Overall, the goal of CFOJA is to educate the public through research and knowledge mobilization and foster a deeper understanding of how society can work to effectively reduce the counter-productive responses to femicide, and in turn, reduce its occurrence

Dawson says CFOJA does this work to increase education and awareness about femicide and to highlight the way that current gender-neutral language does not reflect the gravity of femicide and further obscures the sexual elements and gendered motives that are often present, distinct from the killings of men.

Her work also involves showcasing how negative stereotypes, particularly with Indigenous and other racialized women and girls, can prevent effective and timely responses to this violence for some groups of women and girls in particular.

The CFOJA and its #CallItFemicide reports aim to address and inform everyone -- particularly the media and those working within formal response systems who may come into contact with women and girls who need their help, but may fall back on stereotypes about intimacy, race, age, etc. and not respond suitably.

In Canada, Indigenous women and girls face a significantly higher risk of all types of violence, including femicide. CFOJA is attempting to combat not only the violence itself but the vast mishandling of criminal reporting and investigating in these cases.

Along with the general public, Dawson says media, law enforcement, and criminal courts often allow perceptions and bias toward women, intimacy and race to influence case outcomes. Inconsistencies in sentencing, documentation and variations in responses to cases are all examples of this.

The CFOJA and its #CallItFemicide reports and social media campaign also represent a movement to bring to the attention of lawmakers and policy makers that these killings are distinct and require distinct responses.

“For example, intimate partner femicides are not ‘domestic disputes’, ‘lovers’ quarrels’ or ‘crimes of passion’,” says Dawson. “They are crimes of control and usually a culmination of chronic, ongoing violence – a crime of hate, not love. And until we call it what it is, we will never be fully able to address it…changes in femicide require attitudinal change demonstrated by the language we choose to discuss violence against women and girls. Gender-neutral language for gender-specific problems will not be enough.”

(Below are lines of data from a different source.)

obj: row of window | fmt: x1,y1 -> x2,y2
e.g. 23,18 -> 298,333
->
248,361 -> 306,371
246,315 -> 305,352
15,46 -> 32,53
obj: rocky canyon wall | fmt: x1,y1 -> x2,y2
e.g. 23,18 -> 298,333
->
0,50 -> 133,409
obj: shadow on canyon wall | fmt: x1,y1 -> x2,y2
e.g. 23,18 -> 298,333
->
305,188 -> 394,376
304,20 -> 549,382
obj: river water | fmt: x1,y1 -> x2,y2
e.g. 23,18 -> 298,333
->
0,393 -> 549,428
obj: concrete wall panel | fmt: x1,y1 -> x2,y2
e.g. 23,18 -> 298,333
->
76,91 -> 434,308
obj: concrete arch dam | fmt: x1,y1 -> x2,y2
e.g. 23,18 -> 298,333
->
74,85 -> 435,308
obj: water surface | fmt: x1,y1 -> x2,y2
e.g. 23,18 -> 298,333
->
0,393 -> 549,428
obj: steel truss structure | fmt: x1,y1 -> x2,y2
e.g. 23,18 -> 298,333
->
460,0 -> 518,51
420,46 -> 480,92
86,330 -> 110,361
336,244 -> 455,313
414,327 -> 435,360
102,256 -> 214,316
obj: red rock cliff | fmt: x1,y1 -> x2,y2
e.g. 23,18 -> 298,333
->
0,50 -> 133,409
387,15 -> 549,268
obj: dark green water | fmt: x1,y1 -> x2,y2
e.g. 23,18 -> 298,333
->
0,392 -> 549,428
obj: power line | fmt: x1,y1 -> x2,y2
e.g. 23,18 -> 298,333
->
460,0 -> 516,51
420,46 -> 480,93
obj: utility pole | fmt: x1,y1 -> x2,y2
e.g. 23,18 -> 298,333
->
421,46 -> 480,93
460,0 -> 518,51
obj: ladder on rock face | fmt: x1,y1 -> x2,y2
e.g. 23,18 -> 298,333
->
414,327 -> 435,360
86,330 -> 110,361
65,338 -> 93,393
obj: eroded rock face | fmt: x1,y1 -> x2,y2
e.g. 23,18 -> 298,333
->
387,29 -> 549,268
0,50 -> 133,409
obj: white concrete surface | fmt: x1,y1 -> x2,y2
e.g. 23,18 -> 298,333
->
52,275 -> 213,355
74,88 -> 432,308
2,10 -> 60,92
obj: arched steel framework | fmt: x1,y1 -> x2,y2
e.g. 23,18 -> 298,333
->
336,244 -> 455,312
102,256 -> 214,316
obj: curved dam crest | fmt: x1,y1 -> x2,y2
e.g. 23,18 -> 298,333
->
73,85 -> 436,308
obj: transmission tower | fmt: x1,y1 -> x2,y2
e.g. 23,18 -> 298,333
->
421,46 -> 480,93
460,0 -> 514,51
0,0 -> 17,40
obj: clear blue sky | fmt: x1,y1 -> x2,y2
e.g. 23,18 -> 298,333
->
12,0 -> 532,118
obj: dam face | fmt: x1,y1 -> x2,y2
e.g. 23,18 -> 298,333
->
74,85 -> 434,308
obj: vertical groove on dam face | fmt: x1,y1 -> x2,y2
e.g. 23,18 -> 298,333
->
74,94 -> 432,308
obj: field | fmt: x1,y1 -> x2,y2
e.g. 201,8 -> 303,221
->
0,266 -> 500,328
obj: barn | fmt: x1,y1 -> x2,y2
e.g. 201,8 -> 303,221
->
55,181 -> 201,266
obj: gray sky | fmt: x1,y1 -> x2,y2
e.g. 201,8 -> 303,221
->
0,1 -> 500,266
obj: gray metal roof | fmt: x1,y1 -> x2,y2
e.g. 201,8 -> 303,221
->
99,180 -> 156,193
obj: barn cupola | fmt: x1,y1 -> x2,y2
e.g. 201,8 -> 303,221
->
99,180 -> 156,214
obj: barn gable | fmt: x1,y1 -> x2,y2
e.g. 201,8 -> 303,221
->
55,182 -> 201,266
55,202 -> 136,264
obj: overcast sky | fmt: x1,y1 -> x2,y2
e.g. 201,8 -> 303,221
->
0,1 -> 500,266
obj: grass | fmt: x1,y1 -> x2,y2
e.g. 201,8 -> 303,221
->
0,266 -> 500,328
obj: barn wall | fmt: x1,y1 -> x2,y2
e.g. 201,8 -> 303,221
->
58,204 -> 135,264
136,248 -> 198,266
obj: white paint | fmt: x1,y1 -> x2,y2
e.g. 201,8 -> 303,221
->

This research is made possible with the input of the CFOJA Expert Advisory Panel as well as #CallItFemicide report co-authors Myrna Dawson, Danielle Sutton, Michelle Carrigan, Valérie Grand'Maison, Danielle Bader, Angelika Zecha and Ciara Boyd. The research has been supported by the Social Sciences and Humanities Research Council, the Centre for the Study of Social and Legal Responses to Violence and the Canada Research Chairs Program.